Chronic Lactate Exposure Causes Cellular Disruptions Linked to T2 Diabetes and Cancer

Chronic Lactate Exposure Causes Cellular Disruptions Linked to T2 Diabetes and Cancer

According to a recent study by researchers at the University of Colorado Anschutz Medical Campus, while acute amounts of lactate, such as those produced during exercise, are probably necessary for healthy cells, chronic exposure disrupts cellular functions and can cause cancer, heart failure, and type 2 diabetes.

The study was published last week in the journal Frontiers in Nutrition.

“We know that lactate is not just a waste product,” said lead author Iñigo San Millán, PhD, assistant professor at the University of Colorado School of Medicine and associate professor at the University of Colorado Colorado Springs. “It has significant signaling and regulation properties at the cellular level.”

A key source of energy for the cell, especially the mitochondria, is lactate, a byproduct of glucose. The pounding heart, the muscles, and the brain prefer it as fuel to glucose. The material is also created while exercising and is quickly eliminated from the body by the mitochondria, which oxidize it quickly.

However, San Millán and his associates discovered that rats exposed to lactate for up to 48 hours become more prone to illness.

“We know that when lactate is acutely exposed to cells, like during exercise, it is beneficial,” San Millán said. “But chronic exposure disrupts cellular metabolism entirely.”

The question that the researchers were trying to answer was whether prolonged exposure to lactate could alter cellular processes, reduce cardiac mitochondrial activity, and make the heart less metabolically flexible.

They found that prolonged exposure to lactate significantly reduced fatty acid transport, altered cardiolipin, a crucial component of mitochondrial membranes, and decreased mitochondrial ATP, or energy generation.

We know that lactate is not just a waste product. It has significant signaling and regulation properties at the cellular level.

Iñigo San Millán

Additionally, it led to an increase in free radicals, which have been linked to type 2 diabetes and heart failure.

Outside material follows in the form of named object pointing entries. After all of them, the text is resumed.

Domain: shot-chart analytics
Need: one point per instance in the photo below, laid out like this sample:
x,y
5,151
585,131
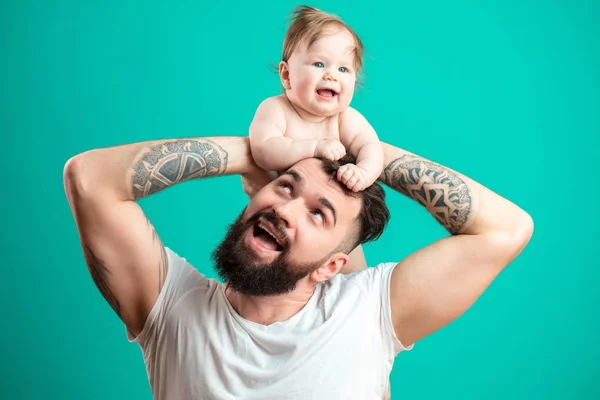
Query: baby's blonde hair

“We found that dysregulated lactate is probably a major player in disease,” San Millán said. “This is a rat model but we believe the results would be similar in human cells.”

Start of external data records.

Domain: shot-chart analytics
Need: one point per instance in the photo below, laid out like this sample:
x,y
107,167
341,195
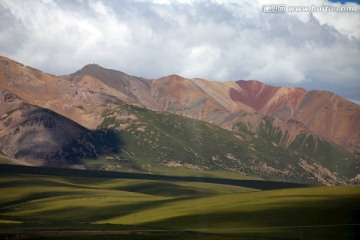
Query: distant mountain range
x,y
98,118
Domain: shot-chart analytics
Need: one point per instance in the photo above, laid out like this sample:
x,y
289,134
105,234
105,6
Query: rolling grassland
x,y
67,204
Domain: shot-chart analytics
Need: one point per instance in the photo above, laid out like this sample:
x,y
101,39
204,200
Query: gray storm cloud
x,y
216,40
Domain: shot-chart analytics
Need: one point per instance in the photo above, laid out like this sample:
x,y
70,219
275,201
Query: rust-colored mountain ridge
x,y
85,95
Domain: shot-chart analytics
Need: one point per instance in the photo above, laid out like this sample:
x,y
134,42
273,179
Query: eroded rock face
x,y
81,96
51,119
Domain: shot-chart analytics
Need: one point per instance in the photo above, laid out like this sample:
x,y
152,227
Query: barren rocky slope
x,y
274,131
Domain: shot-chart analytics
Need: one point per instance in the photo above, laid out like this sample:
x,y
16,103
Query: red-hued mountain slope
x,y
81,96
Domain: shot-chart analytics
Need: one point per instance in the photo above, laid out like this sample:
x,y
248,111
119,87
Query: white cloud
x,y
218,40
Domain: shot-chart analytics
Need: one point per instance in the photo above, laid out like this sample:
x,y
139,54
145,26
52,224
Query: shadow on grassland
x,y
325,219
255,184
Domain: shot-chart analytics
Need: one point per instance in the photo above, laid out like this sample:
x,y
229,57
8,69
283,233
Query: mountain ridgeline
x,y
104,119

Finding the processes behind the lowered lactate clearance is the next step.

San Millán has conducted in-depth study on the connection between lactate and cancer as well as the significance of mitochondrial health in general. He also coaches elite athletes, including the 2017 Tour de France winner.

His research team previously demonstrated that lactate may function as a key regulator of carcinogenesis, the process that transforms a healthy cell into a cancer cell.

“Cancer cells are producing glucose all the time and they are producing lactate all the time and it is never cleared out like it is during exercise,” he said. “This lactate accumulation regulates the expression of many key genes involved in cancer as we have recently shown.”

For San Millán, it comes down to mitochondrial health.

“We believe that a primary mitochondrial impairment or dysfunction could lead to excessive lactate accumulation leading to disease,” he said. “And right now, the only medication we have to fix mitochondrial function is exercise.”